Pumpkin Juice for Muggles

Everyone under forty—and a great many over—know that the best pumpkin juice comes from London Pumpkins & Sons, who have been making the beverage since 1837. We also know that this company is in the London of Harry Potter’s Wizarding World, which makes it unavailable to us Muggles. However, I have it on good authority that this recipe comes from the bountiful kitchen of Molly Weasley, who passed it on to her daughter, Ginny Potter, who shared it with her Muggle buddies. Pumpkin juice is served over ice at any meal and at special events. Mix very well 2 cups pumpkin puree and 32 ounces peach nectar with a gallon of apple cider. Stir in 2 teaspoons cinnamon and 1 teaspoon ginger. A dusting of nutmeg before serving is a nice touch.

Easy Apple Cider

This recipe is not only easy, but it fills your home with those aromas you associate with autumn: apples, cloves, cinnamon and oranges.

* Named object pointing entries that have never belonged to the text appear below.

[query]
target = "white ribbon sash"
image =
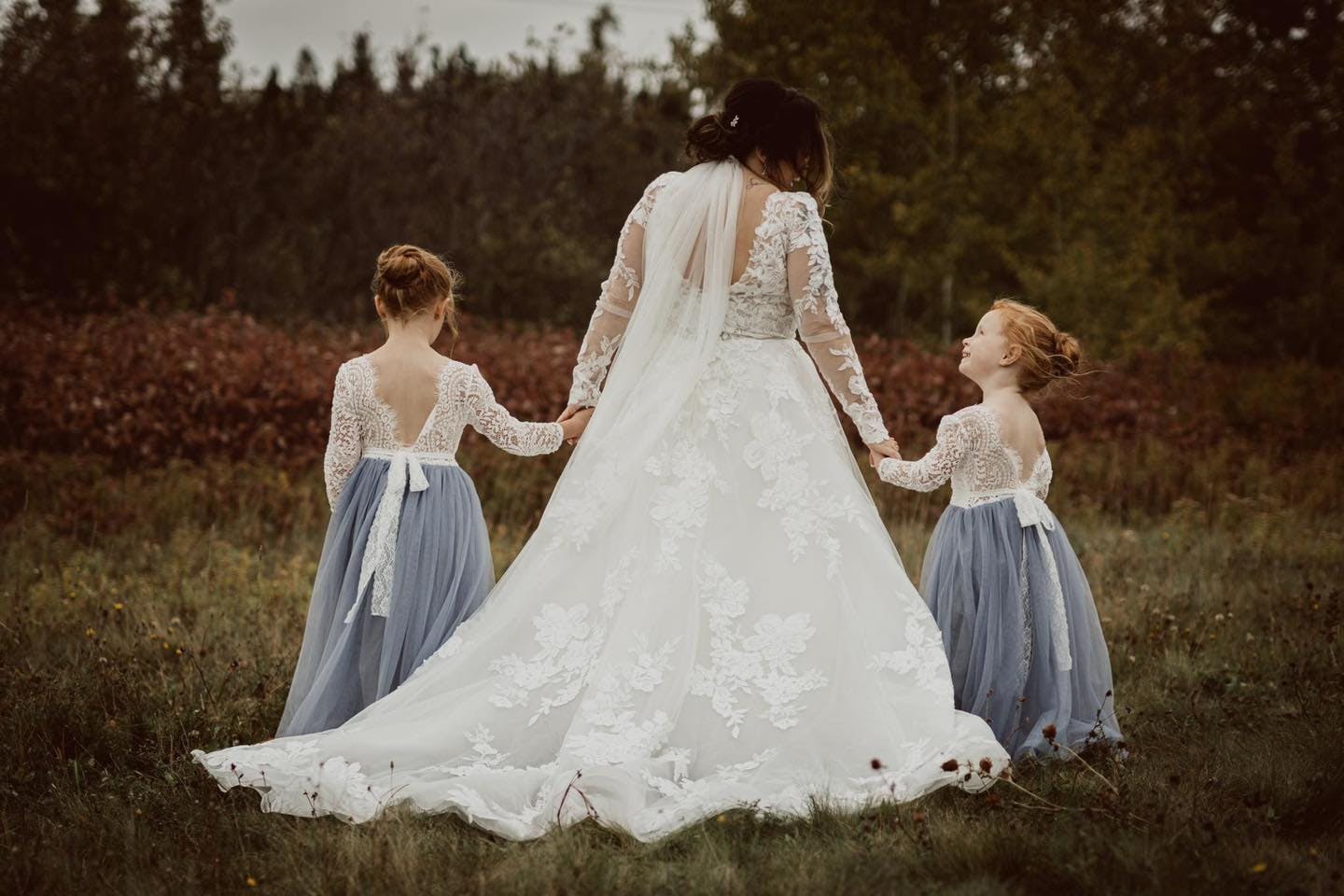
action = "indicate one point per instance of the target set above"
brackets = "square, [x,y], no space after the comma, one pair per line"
[1032,513]
[405,470]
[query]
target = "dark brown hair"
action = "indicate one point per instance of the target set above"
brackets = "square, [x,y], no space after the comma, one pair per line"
[1048,354]
[782,122]
[410,281]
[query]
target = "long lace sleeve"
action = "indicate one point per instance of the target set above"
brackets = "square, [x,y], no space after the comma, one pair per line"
[821,324]
[956,440]
[616,302]
[492,419]
[344,443]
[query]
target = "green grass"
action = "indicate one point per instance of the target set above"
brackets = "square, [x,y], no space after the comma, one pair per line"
[153,611]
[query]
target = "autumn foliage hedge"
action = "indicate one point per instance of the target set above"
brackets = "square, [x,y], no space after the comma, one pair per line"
[144,387]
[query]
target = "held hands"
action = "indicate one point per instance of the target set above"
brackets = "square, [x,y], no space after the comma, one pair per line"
[882,450]
[573,421]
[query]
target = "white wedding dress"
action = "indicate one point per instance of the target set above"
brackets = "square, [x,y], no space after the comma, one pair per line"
[711,613]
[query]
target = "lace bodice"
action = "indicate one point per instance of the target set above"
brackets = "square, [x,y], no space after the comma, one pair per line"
[972,453]
[363,422]
[787,289]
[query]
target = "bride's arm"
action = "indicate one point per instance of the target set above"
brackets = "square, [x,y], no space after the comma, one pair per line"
[821,324]
[614,305]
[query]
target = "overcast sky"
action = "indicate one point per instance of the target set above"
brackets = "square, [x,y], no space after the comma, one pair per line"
[272,31]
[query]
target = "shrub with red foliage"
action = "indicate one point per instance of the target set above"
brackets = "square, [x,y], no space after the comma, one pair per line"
[143,387]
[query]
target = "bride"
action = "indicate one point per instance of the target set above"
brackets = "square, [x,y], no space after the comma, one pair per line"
[710,613]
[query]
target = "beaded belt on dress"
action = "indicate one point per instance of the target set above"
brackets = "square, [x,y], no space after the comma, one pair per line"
[406,469]
[1034,513]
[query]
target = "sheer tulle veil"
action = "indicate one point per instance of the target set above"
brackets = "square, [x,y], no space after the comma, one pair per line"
[689,251]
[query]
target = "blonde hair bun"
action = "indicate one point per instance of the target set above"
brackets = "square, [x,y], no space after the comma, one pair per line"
[412,281]
[1048,354]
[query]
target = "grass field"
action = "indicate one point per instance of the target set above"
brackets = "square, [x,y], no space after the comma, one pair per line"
[152,611]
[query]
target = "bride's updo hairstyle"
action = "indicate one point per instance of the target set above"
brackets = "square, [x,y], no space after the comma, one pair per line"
[1048,355]
[412,281]
[782,122]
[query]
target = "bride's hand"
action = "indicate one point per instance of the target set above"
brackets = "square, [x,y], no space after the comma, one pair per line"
[574,425]
[883,450]
[567,413]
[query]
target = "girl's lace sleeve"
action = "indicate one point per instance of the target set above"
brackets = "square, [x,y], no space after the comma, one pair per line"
[820,323]
[616,303]
[956,440]
[492,419]
[344,443]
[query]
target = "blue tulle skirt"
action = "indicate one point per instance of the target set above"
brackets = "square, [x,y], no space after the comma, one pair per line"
[443,571]
[989,589]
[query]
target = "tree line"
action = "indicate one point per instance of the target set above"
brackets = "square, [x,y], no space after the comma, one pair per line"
[1155,174]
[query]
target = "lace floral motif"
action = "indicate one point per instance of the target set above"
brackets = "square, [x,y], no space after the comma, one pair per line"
[363,422]
[820,321]
[922,656]
[972,453]
[616,733]
[760,664]
[570,642]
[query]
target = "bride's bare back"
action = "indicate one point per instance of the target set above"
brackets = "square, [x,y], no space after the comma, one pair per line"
[750,216]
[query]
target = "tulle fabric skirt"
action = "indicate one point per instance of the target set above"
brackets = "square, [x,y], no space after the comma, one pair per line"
[443,571]
[988,586]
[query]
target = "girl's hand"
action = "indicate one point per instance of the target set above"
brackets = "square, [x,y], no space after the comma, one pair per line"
[573,425]
[883,450]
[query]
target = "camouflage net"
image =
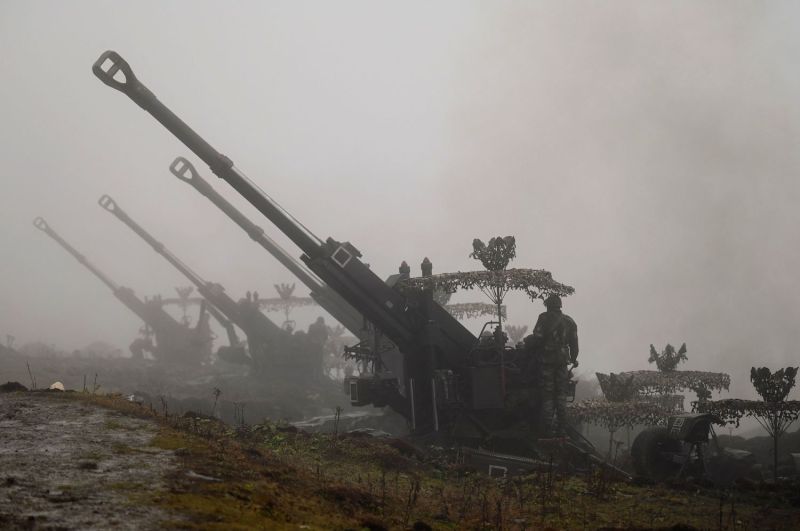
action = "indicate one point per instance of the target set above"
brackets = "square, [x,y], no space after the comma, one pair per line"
[732,410]
[283,304]
[536,283]
[668,382]
[615,415]
[470,310]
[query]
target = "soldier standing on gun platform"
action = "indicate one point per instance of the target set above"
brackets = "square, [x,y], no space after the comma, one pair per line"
[555,341]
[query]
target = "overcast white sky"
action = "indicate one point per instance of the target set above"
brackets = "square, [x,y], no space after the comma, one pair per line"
[647,153]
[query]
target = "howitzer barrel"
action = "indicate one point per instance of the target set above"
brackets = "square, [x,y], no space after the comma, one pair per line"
[320,292]
[42,225]
[158,320]
[212,292]
[334,262]
[111,206]
[115,72]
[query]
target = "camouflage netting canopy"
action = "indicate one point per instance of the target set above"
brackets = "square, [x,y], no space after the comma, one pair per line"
[666,382]
[615,415]
[537,283]
[732,410]
[470,310]
[283,304]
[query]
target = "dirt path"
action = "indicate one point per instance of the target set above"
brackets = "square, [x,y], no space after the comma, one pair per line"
[65,464]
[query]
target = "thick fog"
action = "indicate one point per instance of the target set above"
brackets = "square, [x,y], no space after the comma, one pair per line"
[645,153]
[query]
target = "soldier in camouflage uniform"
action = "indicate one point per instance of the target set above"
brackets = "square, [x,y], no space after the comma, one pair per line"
[554,342]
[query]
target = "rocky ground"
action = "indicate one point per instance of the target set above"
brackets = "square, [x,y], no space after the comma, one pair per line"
[66,464]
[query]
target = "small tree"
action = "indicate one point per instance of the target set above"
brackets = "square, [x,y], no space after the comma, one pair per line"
[776,417]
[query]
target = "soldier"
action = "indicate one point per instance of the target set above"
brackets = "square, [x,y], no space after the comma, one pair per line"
[555,343]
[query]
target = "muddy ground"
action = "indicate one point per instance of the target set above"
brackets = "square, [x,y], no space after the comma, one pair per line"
[66,464]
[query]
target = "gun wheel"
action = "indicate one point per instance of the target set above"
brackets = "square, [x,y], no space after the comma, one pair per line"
[651,451]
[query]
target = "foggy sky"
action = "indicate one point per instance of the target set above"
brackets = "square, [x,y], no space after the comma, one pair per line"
[645,153]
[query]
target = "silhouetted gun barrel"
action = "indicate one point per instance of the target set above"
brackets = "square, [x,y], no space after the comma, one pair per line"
[42,225]
[331,301]
[212,292]
[156,318]
[416,332]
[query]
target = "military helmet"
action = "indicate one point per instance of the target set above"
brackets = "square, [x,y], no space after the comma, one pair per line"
[553,301]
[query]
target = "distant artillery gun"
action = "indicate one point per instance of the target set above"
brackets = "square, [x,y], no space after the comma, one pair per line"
[371,342]
[676,443]
[175,342]
[269,346]
[451,394]
[773,412]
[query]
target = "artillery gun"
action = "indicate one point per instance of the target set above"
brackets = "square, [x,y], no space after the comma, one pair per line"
[175,342]
[270,346]
[328,299]
[370,340]
[458,390]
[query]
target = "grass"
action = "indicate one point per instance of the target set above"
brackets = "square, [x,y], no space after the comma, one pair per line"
[272,476]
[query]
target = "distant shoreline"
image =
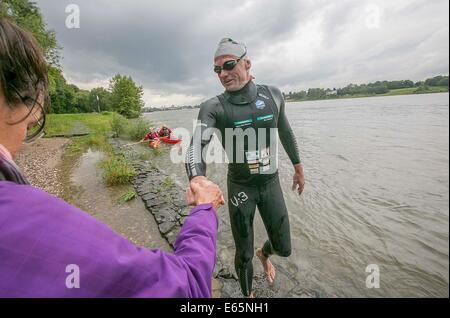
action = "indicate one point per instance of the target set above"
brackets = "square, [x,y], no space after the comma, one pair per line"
[396,92]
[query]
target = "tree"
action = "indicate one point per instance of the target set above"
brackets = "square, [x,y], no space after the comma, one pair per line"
[126,96]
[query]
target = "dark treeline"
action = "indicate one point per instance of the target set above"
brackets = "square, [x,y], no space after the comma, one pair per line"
[376,88]
[122,96]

You can use a slow cooker like a crock-pot or you can (as I do) simply put a large pot on the back of the stove with a flame-buster under it and leave it on low heat until you’re ready to finish it up. (In my experience, the apples are ready long before I am.) The recipe also mixes apples with a couple of oranges for a little acid bite and added sweetness. You can use any type of orange, but I recommend a mandarin-type (tangerine of satsuma) instead of one of those tasteless, thick-skinned navels. Sure, you’re going to peel the oranges anyway, but navel oranges just don’t have the flavor of a Valencia or mandarin. As to the type of apples, use a mixture. I’ve included here a chart that will help you with your selection, but I do not recommend using Gold Delicious because they’re just too grainy.

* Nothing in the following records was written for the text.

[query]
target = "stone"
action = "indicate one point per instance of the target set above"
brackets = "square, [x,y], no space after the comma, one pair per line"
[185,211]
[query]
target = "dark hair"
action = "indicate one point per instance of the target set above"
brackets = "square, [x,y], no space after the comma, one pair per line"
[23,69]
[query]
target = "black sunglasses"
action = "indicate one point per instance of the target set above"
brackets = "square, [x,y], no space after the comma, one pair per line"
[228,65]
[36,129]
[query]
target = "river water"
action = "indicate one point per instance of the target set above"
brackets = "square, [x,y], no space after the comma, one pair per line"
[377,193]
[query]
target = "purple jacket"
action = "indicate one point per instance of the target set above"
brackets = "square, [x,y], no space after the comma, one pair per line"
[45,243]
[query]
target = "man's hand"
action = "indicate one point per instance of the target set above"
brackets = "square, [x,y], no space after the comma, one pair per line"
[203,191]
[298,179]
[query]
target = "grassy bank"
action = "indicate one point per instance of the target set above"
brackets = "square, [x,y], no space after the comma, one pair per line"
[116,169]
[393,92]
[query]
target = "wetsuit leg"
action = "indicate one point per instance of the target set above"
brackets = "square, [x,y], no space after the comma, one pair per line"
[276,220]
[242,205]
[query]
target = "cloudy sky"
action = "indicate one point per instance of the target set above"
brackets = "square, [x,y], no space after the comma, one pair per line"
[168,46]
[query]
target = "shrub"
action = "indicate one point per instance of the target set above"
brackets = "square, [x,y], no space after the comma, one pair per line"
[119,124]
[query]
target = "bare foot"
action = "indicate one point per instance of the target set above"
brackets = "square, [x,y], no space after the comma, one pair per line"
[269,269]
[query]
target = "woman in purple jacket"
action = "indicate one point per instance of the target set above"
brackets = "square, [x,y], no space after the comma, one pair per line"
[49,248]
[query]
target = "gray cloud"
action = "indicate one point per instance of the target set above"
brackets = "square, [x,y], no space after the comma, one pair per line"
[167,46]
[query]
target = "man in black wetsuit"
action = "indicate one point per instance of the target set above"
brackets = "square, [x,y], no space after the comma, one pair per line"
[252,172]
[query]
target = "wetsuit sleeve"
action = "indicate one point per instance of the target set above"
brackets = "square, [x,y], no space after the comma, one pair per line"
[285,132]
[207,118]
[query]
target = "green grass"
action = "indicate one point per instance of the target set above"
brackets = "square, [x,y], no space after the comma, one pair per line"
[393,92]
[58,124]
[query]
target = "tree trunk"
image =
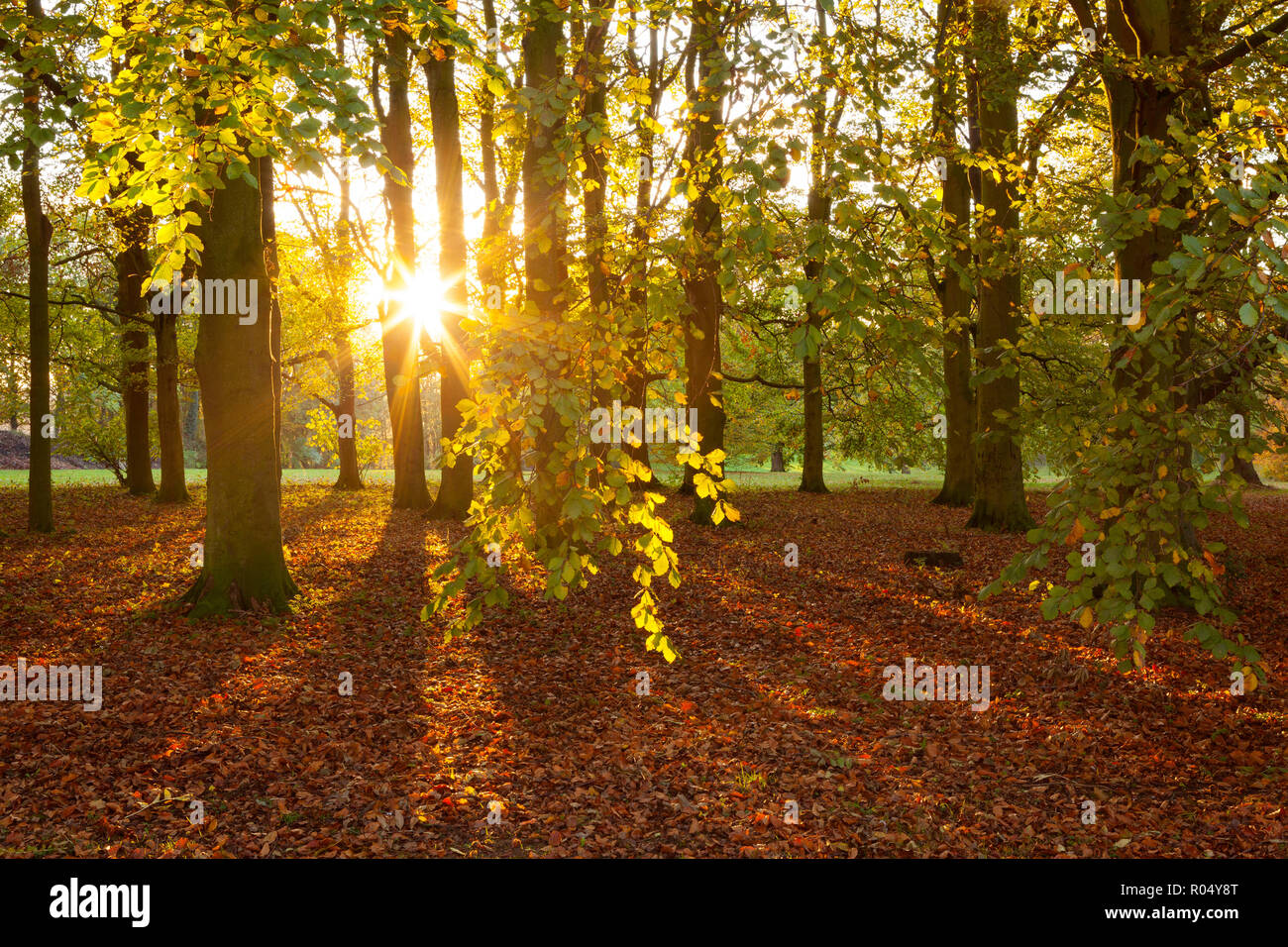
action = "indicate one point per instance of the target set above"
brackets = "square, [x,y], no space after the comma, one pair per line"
[347,398]
[40,488]
[132,268]
[542,237]
[244,562]
[636,357]
[702,266]
[168,415]
[456,488]
[819,211]
[399,342]
[1000,502]
[958,487]
[776,460]
[268,226]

Put about a gallon of water in your cooking container. Quarter about a dozen apples and two to four oranges, depending on size. Don’t peel the apples, but by all means peel the oranges because the oil in the skin will make the juice bitter over time. Add four sticks of cinnamon and a tablespoon or so of whole cloves. Do NOT use ground spices. You can also add a thumb of fresh ginger, whole nutmeg or allspice, but I’m of the “less is more” school and prefer to let the apples dominate the flavor. Heat to a simmer, the reduce to low and cook until the apples are totally soft, adding more liquid as needed.

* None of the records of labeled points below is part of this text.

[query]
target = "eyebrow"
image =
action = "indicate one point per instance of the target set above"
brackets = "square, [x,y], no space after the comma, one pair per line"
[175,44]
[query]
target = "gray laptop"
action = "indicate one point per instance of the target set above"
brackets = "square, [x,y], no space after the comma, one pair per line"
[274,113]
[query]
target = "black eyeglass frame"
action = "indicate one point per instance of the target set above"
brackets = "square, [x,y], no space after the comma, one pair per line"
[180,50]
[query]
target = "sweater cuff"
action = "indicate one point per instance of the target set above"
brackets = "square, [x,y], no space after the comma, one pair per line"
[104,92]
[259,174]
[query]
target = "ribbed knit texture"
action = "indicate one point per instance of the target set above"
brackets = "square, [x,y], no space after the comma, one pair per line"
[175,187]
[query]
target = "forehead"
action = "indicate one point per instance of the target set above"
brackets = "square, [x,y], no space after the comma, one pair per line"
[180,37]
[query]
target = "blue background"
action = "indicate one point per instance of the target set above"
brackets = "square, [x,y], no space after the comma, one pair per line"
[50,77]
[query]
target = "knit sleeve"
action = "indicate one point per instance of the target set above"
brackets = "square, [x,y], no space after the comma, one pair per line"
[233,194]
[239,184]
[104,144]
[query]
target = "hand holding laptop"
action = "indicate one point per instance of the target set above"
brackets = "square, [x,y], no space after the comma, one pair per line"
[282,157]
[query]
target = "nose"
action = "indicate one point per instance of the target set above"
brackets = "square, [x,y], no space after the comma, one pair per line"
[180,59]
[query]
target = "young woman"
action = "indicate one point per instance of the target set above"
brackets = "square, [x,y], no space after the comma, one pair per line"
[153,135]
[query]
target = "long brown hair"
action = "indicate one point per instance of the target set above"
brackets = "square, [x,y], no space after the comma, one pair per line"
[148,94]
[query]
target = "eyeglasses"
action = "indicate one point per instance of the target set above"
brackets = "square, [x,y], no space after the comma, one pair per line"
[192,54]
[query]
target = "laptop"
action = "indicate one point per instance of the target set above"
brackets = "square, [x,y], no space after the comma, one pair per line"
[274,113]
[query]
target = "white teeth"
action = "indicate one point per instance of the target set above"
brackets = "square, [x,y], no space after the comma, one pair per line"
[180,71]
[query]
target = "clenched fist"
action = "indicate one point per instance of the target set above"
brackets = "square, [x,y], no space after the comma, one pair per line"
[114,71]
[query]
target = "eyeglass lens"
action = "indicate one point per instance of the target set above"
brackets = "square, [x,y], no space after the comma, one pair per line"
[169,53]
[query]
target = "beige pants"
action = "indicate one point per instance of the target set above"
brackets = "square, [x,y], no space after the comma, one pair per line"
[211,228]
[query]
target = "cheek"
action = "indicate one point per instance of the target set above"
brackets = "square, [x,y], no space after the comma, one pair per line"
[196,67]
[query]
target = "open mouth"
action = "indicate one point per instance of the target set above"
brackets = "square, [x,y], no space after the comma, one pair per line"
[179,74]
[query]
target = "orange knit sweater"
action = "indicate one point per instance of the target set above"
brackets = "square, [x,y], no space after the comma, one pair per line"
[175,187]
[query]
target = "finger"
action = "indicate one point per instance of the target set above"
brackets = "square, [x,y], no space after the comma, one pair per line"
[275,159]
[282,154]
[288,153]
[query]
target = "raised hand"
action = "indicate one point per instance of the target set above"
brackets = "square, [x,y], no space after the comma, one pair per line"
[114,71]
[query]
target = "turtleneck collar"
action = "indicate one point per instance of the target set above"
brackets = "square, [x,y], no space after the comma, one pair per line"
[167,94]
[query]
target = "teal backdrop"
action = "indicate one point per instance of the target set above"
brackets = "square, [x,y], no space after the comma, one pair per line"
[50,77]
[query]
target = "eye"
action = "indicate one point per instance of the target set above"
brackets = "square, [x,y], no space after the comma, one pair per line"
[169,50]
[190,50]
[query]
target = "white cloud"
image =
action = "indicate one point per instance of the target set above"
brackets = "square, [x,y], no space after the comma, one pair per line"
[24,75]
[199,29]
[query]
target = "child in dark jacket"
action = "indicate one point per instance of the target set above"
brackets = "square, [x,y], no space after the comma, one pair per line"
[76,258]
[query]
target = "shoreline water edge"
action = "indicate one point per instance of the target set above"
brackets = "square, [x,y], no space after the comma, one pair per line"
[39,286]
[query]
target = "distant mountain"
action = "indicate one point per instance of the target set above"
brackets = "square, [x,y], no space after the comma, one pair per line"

When the fruit is soft through, take a wooden spoon and mash the fruit against the side of your pot, then strain, first in a colander, then in a fine-mesh strainer or cheesecloth. I recommend cheesecloth, since you can get more juice by squeezing out the ball and it reduces the amounts of particles. You can strain through layers of cloth for clarification. As to the sweetener, taste your cider. You might not even want to add any. If you do, I recommend brown sugar to taste. Serve warm with a slice of orange and a stick of cinnamon in the cups. It should go without saying that a slosh of dark rum is a great idea for grown-ups.